Spark connector hive catalog
With the Apache Gravitino Spark connector, accessing data or managing metadata in Hive catalogs becomes straightforward, enabling seamless federation queries across different Hive catalogs.
Capabilities
Supports most DDL and DML operations in SparkSQL, except such operations:
- Function operations
- Partition operations
- View operations
- Querying UDF
LOAD
clauseCREATE TABLE LIKE
clauseTRUCATE TABLE
clause
Don't support reading and writing tables with org.apache.hadoop.hive.serde2.OpenCSVSerde
row format.
Requirement
- Hive metastore 2.x
- HDFS 2.x or 3.x
SQL example
// Suppose hive_a is the Hive catalog name managed by Gravitino
USE hive_a;
CREATE DATABASE IF NOT EXISTS mydatabase;
USE mydatabase;
// Create table
CREATE TABLE IF NOT EXISTS employees (
id INT,
name STRING,
age INT
)
PARTITIONED BY (department STRING)
STORED AS PARQUET;
DESC TABLE EXTENDED employees;
INSERT OVERWRITE TABLE employees PARTITION(department='Engineering') VALUES (1, 'John Doe', 30), (2, 'Jane Smith', 28);
INSERT OVERWRITE TABLE employees PARTITION(department='Marketing') VALUES (3, 'Mike Brown', 32);
SELECT * FROM employees WHERE department = 'Engineering';
Catalog properties
Gravitino spark connector will transform below property names which are defined in catalog properties to Spark Hive connector configuration.

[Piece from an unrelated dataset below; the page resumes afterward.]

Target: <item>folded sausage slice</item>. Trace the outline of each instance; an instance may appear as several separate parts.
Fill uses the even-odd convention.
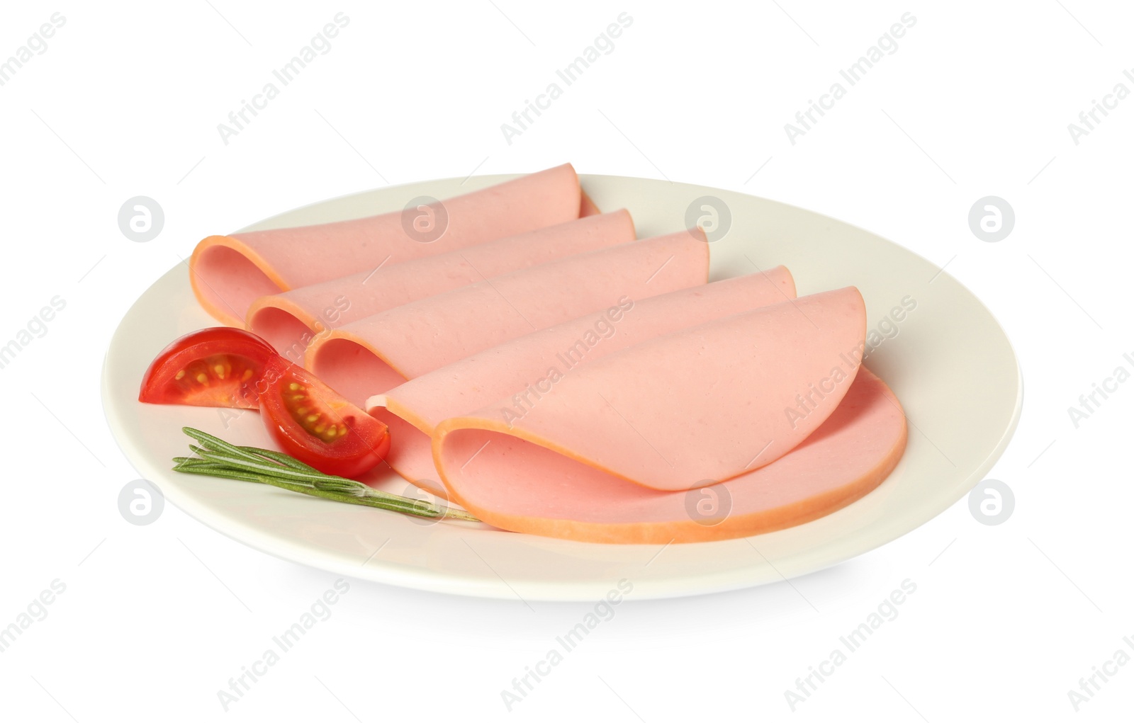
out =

Property name in Gravitino catalog properties | Spark Hive connector configuration | Description | Since Version |
---|---|---|---|
metastore.uris | hive.metastore.uris | Hive metastore uri address | 0.5.0 |
Gravitino catalog property names with the prefix spark.bypass.
are passed to Spark Hive connector. For example, using spark.bypass.hive.exec.dynamic.partition.mode
to pass the hive.exec.dynamic.partition.mode
to the Spark Hive connector.
When using the spark-sql
shell client, you must explicitly set the spark.bypass.spark.sql.hive.metastore.jars
in the Gravitino Hive catalog properties. Replace the default builtin
value with the appropriate setting for your setup.